Carers revealed they face social isolation, financial hardship, difficulty accessing respite care, and a lack of support in general. Yet some said it was still a role they were happy to perform.
“What was important to me was providing care for someone else”
On Tuesday, Nicole Dunn told the royal commission that moving in with her grandmother at the age of only 32 to care for her was something she did with little thought as to how it would impact her own life.
“I don’t know whether I really considered my life choices, to be honest… because that was not what was important to me.
“What was important to me was providing care for someone else, particularly because I knew the time I had to do that would be limited.”
“If my social life was to be impacted, so be it. If work was impacted, so be it. Even if my own health was impacted, so be it,” she said.
When her grandmother passed away, Ms Dunn said it took some time for her to adjust.
“It took a while to recover. There was obviously a natural grieving process that you go through.”
“You somehow have to just get back to the normality of life, as if nothing happened. So it was difficult. It was emotionally quite difficult to do,” she said.
“I’m really proud of being a carer”
Ms Dunn said at times it was difficult to find support and that even just having “someone to talk to, some support as a carer” would have been helpful.

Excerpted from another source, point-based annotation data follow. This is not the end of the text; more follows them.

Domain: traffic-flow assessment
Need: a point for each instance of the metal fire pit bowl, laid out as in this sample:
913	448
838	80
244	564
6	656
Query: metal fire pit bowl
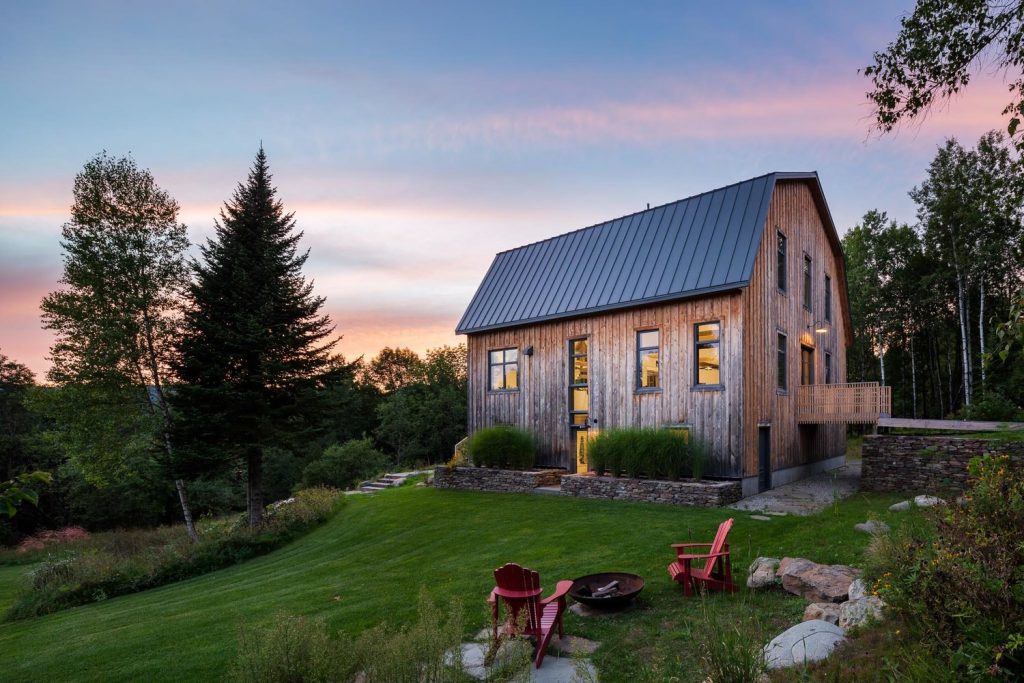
630	586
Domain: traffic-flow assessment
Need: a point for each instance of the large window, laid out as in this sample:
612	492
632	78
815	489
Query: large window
647	358
781	369
504	365
807	282
827	298
780	262
708	342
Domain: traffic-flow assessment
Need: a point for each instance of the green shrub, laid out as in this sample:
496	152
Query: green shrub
119	562
502	446
344	465
961	571
657	454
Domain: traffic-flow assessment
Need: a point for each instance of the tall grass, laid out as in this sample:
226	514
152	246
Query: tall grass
656	454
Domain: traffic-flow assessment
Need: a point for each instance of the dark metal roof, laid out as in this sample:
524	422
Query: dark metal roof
695	246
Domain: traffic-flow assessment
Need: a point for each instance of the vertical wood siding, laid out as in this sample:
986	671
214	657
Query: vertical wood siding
768	311
541	404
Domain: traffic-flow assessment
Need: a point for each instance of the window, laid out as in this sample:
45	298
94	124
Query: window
647	358
806	365
780	346
780	263
707	342
807	282
827	299
504	369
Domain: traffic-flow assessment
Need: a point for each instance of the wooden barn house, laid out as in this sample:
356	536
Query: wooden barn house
724	313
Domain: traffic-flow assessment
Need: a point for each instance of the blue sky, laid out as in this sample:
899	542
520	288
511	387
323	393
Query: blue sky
415	140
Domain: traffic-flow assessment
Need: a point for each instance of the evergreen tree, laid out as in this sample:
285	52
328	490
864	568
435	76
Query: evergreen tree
255	347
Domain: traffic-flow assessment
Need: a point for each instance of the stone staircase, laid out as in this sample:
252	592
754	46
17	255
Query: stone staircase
387	481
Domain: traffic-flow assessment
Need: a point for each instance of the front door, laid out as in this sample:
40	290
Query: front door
579	400
764	459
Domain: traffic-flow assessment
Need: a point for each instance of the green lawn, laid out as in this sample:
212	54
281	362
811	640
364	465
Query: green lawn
369	563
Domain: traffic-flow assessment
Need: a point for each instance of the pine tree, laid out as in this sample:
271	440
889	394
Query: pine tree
255	345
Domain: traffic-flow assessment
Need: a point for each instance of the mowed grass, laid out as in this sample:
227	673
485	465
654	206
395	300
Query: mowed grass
369	563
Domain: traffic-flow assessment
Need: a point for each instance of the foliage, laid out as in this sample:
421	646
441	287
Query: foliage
102	565
291	649
422	422
961	572
255	345
344	465
502	446
932	57
17	491
657	454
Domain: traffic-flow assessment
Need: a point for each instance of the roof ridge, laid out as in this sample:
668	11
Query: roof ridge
653	208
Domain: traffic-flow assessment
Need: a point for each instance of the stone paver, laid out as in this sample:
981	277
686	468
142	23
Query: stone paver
807	496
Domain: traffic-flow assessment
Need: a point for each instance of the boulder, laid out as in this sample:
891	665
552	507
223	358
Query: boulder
872	526
817	583
826	611
806	642
856	612
762	572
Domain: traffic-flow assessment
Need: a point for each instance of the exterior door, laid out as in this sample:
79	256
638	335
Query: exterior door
579	400
764	459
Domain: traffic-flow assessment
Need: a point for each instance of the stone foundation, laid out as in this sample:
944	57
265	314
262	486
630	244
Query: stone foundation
705	494
926	464
485	478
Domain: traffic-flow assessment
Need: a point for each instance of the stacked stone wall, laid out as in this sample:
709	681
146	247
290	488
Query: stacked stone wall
926	464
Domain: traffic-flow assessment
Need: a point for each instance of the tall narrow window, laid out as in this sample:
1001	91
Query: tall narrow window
827	298
807	282
708	341
780	369
648	342
504	365
806	365
780	262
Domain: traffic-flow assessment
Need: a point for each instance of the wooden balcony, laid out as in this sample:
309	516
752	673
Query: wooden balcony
860	402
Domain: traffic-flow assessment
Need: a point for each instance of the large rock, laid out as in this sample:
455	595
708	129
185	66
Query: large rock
872	526
762	572
859	611
806	642
826	611
817	583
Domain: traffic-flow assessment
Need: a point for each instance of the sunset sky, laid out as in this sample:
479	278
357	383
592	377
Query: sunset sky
414	140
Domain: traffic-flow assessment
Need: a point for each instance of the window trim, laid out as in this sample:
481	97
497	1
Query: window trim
781	257
504	365
781	352
636	376
808	282
697	344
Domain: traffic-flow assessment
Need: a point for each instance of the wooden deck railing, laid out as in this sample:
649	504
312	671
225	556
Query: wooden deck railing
860	402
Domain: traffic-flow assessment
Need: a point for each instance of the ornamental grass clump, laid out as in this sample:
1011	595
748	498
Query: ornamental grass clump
960	572
656	454
502	446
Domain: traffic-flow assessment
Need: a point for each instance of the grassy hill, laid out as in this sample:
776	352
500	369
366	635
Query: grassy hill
368	565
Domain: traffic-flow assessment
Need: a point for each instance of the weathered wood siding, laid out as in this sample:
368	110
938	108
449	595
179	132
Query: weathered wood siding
767	311
541	404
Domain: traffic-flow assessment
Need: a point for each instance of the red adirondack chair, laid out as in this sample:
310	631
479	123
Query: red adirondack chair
526	613
717	571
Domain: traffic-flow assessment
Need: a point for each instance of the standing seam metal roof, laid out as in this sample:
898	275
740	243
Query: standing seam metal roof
702	244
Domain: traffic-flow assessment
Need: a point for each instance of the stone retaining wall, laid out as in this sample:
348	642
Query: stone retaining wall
485	478
704	494
926	464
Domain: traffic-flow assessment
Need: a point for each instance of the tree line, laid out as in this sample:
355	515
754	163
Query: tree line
931	301
202	376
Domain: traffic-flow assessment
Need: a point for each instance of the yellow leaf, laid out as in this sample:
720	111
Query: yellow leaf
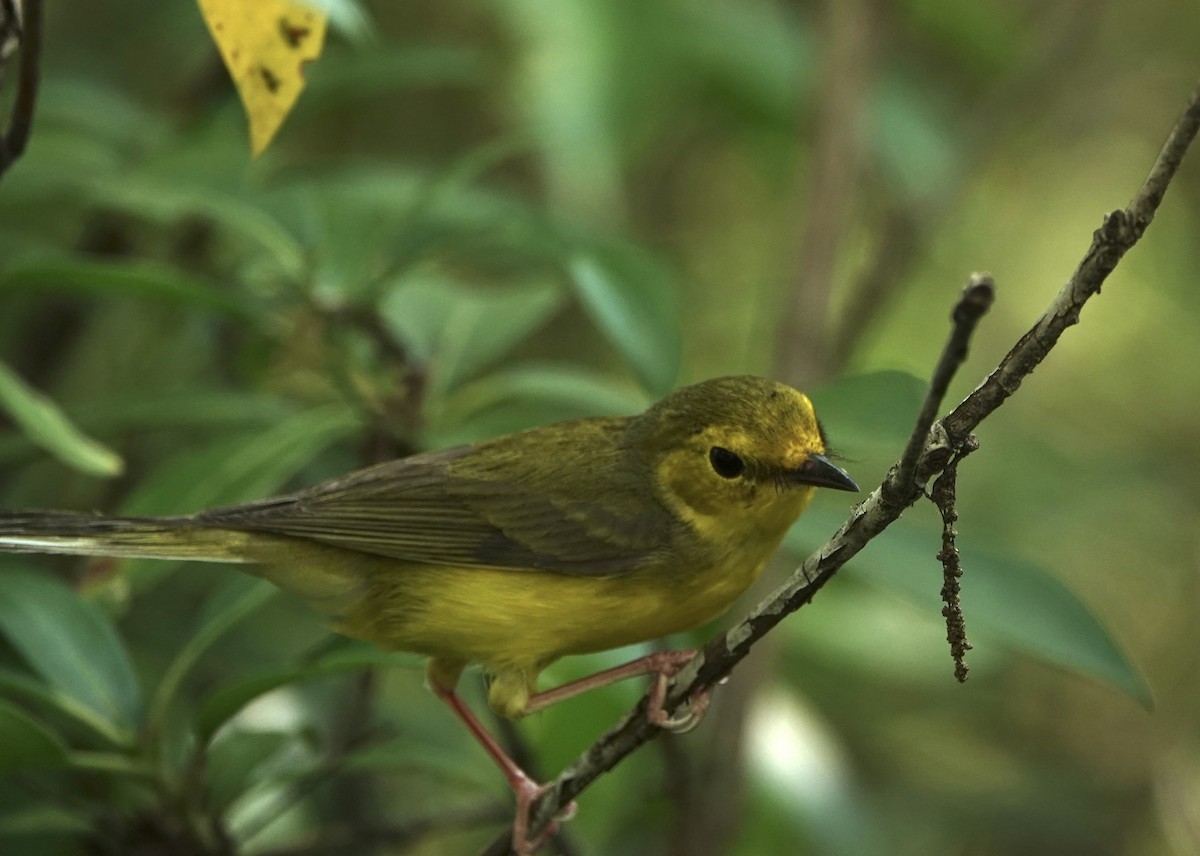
264	45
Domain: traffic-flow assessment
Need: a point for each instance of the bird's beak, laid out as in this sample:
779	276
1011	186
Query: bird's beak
820	472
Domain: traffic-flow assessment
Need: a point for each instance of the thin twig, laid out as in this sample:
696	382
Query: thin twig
975	303
1120	231
945	496
12	144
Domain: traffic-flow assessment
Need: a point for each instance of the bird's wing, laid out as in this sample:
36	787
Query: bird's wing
519	502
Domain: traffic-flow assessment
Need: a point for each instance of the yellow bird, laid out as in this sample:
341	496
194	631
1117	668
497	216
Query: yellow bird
515	551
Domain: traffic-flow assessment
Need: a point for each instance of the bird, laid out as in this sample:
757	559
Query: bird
515	551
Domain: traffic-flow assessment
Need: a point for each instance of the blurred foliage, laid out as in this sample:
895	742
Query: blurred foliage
487	216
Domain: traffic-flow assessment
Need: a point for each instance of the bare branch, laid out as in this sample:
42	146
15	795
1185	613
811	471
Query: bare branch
13	141
1120	231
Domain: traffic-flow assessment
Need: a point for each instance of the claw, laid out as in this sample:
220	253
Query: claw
697	705
528	792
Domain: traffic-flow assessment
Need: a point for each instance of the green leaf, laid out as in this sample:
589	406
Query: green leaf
870	411
71	644
1005	598
226	702
634	303
461	330
247	466
40	820
234	600
528	395
178	193
25	743
127	277
238	761
41	420
53	699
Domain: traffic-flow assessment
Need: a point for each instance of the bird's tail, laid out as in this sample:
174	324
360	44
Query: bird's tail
81	534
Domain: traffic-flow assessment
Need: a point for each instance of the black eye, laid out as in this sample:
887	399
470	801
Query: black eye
725	462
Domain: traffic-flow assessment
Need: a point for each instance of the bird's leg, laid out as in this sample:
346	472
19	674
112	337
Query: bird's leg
663	664
523	786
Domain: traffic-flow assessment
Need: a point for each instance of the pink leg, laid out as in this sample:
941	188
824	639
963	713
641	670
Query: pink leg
525	788
663	664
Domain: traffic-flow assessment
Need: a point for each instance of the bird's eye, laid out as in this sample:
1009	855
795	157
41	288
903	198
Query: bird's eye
726	464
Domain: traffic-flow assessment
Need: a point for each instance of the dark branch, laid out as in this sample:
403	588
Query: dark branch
12	144
975	303
1121	231
945	496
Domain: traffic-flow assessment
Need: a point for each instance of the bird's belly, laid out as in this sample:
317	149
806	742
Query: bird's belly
508	618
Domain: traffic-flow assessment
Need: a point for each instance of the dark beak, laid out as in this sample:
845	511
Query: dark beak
817	471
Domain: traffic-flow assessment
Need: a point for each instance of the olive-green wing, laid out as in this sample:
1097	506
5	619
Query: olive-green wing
570	501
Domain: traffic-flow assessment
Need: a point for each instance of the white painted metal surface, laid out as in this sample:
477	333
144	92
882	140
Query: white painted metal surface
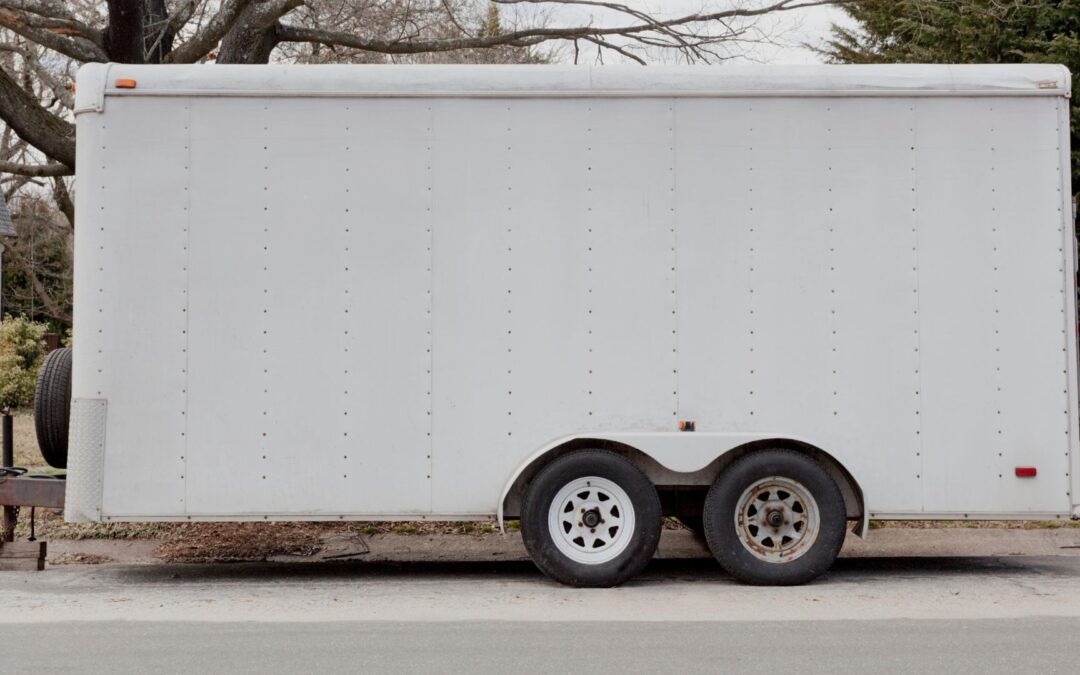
380	292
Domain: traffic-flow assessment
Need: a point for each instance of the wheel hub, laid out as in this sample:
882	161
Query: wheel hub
777	520
591	520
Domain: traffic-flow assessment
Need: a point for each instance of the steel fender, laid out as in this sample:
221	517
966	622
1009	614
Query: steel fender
679	451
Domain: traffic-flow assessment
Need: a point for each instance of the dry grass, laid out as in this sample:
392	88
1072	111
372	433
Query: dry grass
233	542
975	524
79	558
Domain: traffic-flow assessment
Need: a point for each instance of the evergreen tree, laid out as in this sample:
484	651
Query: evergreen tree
964	31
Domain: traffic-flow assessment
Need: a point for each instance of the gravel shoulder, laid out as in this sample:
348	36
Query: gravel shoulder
483	578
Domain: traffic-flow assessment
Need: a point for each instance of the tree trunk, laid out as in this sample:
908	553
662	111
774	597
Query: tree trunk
158	40
123	38
252	38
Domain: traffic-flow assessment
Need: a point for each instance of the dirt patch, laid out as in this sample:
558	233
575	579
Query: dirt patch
79	558
50	525
223	542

Yet she saw the experience of caring for her grandmother as a positive experience.
“There were a lot of benefits… It really brought my grandmother and I closer together in terms of our relationship, just the silly little things you do day to day that you get to see and you get to experience in caring for someone, and that’s… something I look back and I treasure.
“I’m really proud of being a carer for her, and it’s given me a different outlook on life, so I really appreciate the little things in life and I’m… very lucky that, at my age, I can really realise what’s truly important and it’s not the materialistic things, it’s the time that you have with people.”
She said having more support available for carers would relieve some of the “burden” carers carry.
“I spent so much time speaking to services and arranging services… because my grandmother was not aware of how to do that or what was available,” she said.
Inadequate dementia training for home-based carers
Doctor Lyn Phillipson said dementia-specific training for home-based carers would be helpful in many situations, and yet there is little available.
“We’ve recognised the complexities that are associated in providing good quality care for people with dementia and the fact that even health professionals and paid care workers really benefit from training around this role.
“But the Dementia Training and Study Program does focus on paid carers and on health professionals. It doesn’t include unpaid carers as one of the target audiences.”
Dr Phillipson said the National Dementia Support Program provides limited education for people with dementia and their carers, but it tends to target the beginning stage of dementia and the diagnosis. The training doesn’t “meet the needs” of carers as the person with dementia’s condition deteriorates.
“We have recognised the complexity of this care and invested a lot of money into a program that’s very needed for health professionals and formal paid carers, but haven’t… developed a similar program which recognises that informal and family carers are actually providing the vast majority of care for people with dementia who are living at home.”
Not enough services available for carers
Dr Phillipson said the in the transition to consumer-directed care there has been some loss of the focus on carers’ needs.
She said the ‘Carer Gateway’ has a “fatal flaw” in that there is not enough funding to provide respite services that could be helpful.
“Unless somebody dies” you won’t get respite care
On Monday, Dorothy Holt told the royal commission about her experience caring for her mother in Mildura from 2004 until 2016.
When she tried to access respite care in Mildura in 2015, a shortage of respite beds meant none was available. She was told, “You can take it when it’s available but… unless somebody dies, you won’t get you any”.
However, when she moved to South Australia the situation was better, though not perfect.
Her mother did not have a good stay in one home – “it wasn’t a great experience” Ms Holt said, and another time she was told when she wanted a week of respite care, “You can have four weeks or nothing.”